Thursday, July 26, 2007

How Much Living Space Do You Really Need?

Author: Nick
Category: Money
Topics: ,

Lorne St Apartment - Before We Moved In - My Room by NZ Alex

Photo by NZ Alex

The answer: probably not half as much as you have, but we’ll come back to that.

First, this emergency news flash: Los Angeles is out of space, and people are going to fall off the edge of California and drown in the Pacific Ocean any day now. Fortunately some developers have a solution: start building 250-square-foot apartments.

To give you an idea of how big (or perhaps, how small) 250 square feet is, grab two friends and have the three of you lay on the floor head-to-toe in one long straight line.

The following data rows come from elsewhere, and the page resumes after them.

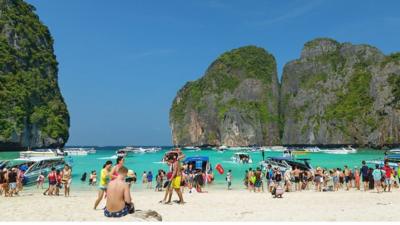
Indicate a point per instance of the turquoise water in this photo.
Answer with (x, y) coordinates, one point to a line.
(151, 162)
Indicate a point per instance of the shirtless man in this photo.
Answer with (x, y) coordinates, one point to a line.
(296, 174)
(347, 177)
(175, 181)
(119, 200)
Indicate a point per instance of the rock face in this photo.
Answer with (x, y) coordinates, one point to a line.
(235, 103)
(32, 110)
(339, 93)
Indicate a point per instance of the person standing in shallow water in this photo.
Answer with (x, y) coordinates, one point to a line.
(119, 200)
(67, 179)
(114, 171)
(105, 175)
(229, 179)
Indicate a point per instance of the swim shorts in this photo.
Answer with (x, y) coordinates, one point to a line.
(103, 188)
(176, 182)
(121, 213)
(12, 185)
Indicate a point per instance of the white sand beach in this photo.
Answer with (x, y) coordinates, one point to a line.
(216, 205)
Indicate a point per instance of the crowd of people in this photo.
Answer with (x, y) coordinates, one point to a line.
(11, 181)
(383, 179)
(115, 181)
(58, 179)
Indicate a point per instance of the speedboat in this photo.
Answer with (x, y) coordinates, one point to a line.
(340, 150)
(395, 151)
(312, 149)
(34, 166)
(242, 157)
(130, 149)
(76, 151)
(192, 148)
(285, 163)
(41, 153)
(381, 163)
(121, 153)
(278, 148)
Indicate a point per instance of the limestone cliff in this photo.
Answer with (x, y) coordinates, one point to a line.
(235, 103)
(32, 110)
(340, 93)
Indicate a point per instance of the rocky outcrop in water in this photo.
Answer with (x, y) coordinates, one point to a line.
(235, 103)
(32, 110)
(340, 93)
(334, 94)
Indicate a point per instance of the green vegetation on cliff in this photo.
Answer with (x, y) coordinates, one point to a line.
(29, 92)
(227, 85)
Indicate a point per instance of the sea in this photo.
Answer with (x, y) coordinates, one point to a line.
(141, 162)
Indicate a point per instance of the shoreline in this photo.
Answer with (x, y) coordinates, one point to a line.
(216, 205)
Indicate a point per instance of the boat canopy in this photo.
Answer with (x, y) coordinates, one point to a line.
(198, 162)
(196, 158)
(37, 159)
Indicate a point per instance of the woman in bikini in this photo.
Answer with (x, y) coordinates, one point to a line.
(104, 180)
(67, 179)
(119, 164)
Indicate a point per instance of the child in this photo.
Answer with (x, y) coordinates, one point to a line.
(40, 181)
(229, 179)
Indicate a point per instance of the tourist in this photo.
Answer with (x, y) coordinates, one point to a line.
(67, 179)
(59, 182)
(40, 181)
(159, 181)
(119, 163)
(52, 178)
(83, 177)
(6, 186)
(12, 181)
(318, 179)
(130, 177)
(251, 179)
(398, 172)
(144, 178)
(20, 177)
(93, 178)
(347, 177)
(288, 180)
(229, 179)
(364, 174)
(258, 180)
(377, 174)
(149, 180)
(245, 180)
(2, 181)
(105, 176)
(357, 178)
(342, 178)
(119, 200)
(176, 180)
(278, 178)
(388, 176)
(371, 183)
(296, 175)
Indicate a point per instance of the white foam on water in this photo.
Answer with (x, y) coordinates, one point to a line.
(110, 157)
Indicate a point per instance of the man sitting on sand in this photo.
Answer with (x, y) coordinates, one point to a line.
(119, 201)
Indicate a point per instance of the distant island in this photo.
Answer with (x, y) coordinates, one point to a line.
(335, 93)
(32, 110)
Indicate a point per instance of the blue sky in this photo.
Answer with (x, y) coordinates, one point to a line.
(122, 62)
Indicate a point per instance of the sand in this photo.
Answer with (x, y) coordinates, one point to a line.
(216, 205)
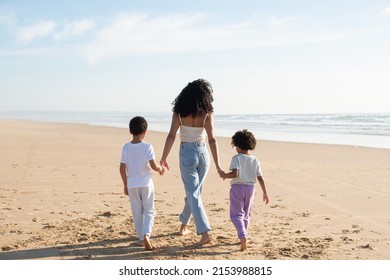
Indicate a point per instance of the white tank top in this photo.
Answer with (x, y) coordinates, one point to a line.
(189, 134)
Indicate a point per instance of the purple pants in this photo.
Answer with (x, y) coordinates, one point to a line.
(241, 200)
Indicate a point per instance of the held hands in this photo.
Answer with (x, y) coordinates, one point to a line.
(162, 170)
(221, 173)
(125, 191)
(164, 163)
(265, 198)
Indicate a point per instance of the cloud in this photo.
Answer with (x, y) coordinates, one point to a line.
(133, 34)
(38, 30)
(384, 12)
(75, 28)
(282, 22)
(7, 19)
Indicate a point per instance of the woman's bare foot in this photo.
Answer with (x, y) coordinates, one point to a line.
(243, 244)
(204, 240)
(139, 243)
(183, 230)
(148, 245)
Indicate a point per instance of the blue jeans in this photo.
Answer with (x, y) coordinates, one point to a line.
(194, 165)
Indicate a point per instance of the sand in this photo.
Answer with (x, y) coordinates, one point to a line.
(61, 198)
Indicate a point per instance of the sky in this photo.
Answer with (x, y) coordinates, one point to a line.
(261, 57)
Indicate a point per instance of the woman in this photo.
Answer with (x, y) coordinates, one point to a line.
(192, 113)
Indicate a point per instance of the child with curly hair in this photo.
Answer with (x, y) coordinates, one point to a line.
(245, 170)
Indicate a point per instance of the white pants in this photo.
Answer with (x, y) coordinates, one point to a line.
(142, 208)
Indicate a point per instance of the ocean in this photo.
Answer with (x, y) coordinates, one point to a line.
(368, 130)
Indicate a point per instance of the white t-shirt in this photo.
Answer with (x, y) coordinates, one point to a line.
(248, 168)
(137, 157)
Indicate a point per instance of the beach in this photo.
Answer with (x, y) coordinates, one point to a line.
(61, 197)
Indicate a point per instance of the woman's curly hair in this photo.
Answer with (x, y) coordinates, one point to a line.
(194, 100)
(244, 139)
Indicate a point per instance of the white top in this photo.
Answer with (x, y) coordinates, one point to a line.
(189, 134)
(136, 157)
(248, 168)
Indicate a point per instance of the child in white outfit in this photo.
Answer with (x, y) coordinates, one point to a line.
(137, 163)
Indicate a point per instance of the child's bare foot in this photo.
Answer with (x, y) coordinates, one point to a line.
(148, 245)
(139, 243)
(243, 244)
(204, 240)
(183, 230)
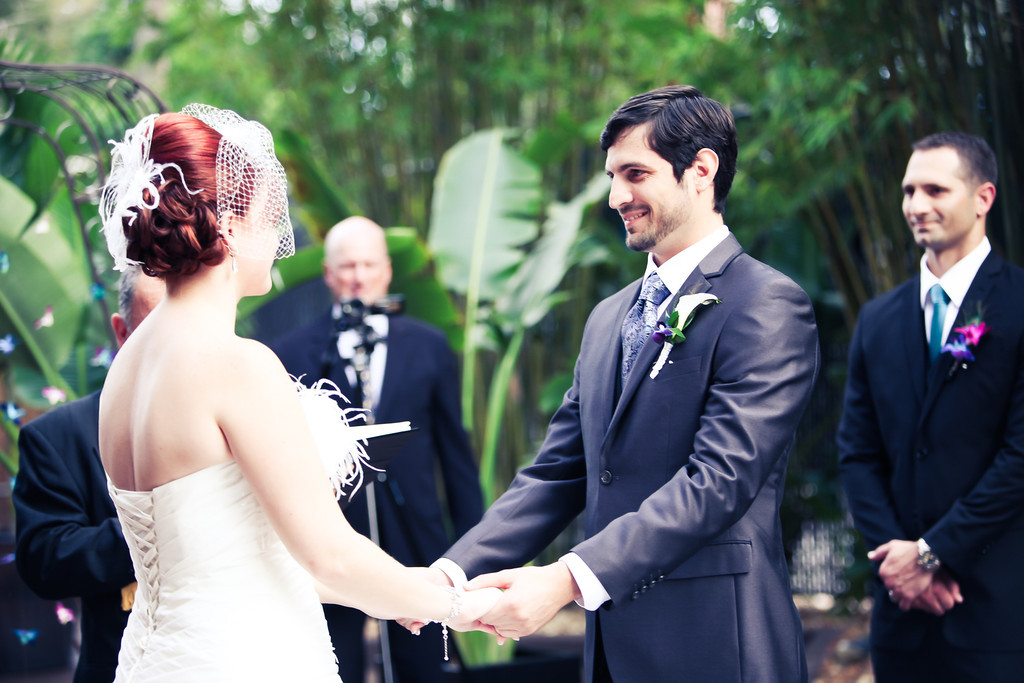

That’s about the length of one side of a 250-square-foot apartment.

Can you fit the basic amenities of life into 250 square feet of space? Well, let’s consider how much space your typical home furnishings take and see if we can cram them into these tiny apartments.

Item Space
(sq. ft.)
Queen-size bed 40
Dresser 10
Chest of drawers 10
Closet space 10
Bookshelf 10
Desk and chair 15
Couch/loveseat 30
End table 10
Shower/tub 25
Toilet 10
Bathroom sink 10
Oven/stove 25
Kitchen sink 10
Refrigerator 10
Cabinets/countertops 25
Total square footage 250

Hey, how about that! 250 square feet right on the button. Looks like those L.A. developers aren’t crazy after all.

Oh, you wanted walking space? Somewhere to stand while you cook? A bathroom where you don’t trip over the toilet as soon as you walk inside? Not gonna happen. Sorry.

Looks like the moral of this story is that living in a 250-square-foot apartment likely means giving up some of the amenities to which you’re typically accustomed. Such small apartments aren’t unheard of either; the typical Japanese one-bedroom apartment is around that size. Of course, the typical Japanese apartment doesn’t have most of the kitchen appliances listed above, a couch, or even a standard bed.

Another lesson to take away from this: if you’re a single businessperson who spends most of his or her time at work or otherwise out of the apartment, you don’t need 1,000+ square feet all to yourself. Especially if you’re renting, you may be throwing money away on extra space you’re not even using.

Before you move in to your next apartment, sit down and figure out how much space your stuff really needs. (No, you don’t need that life-sized neon-lit flamingo statue.) Once you have a square footage number, multiply it by two to account for walking-around space. That’s how big your next apartment should be to make maximum use out of your minimal space.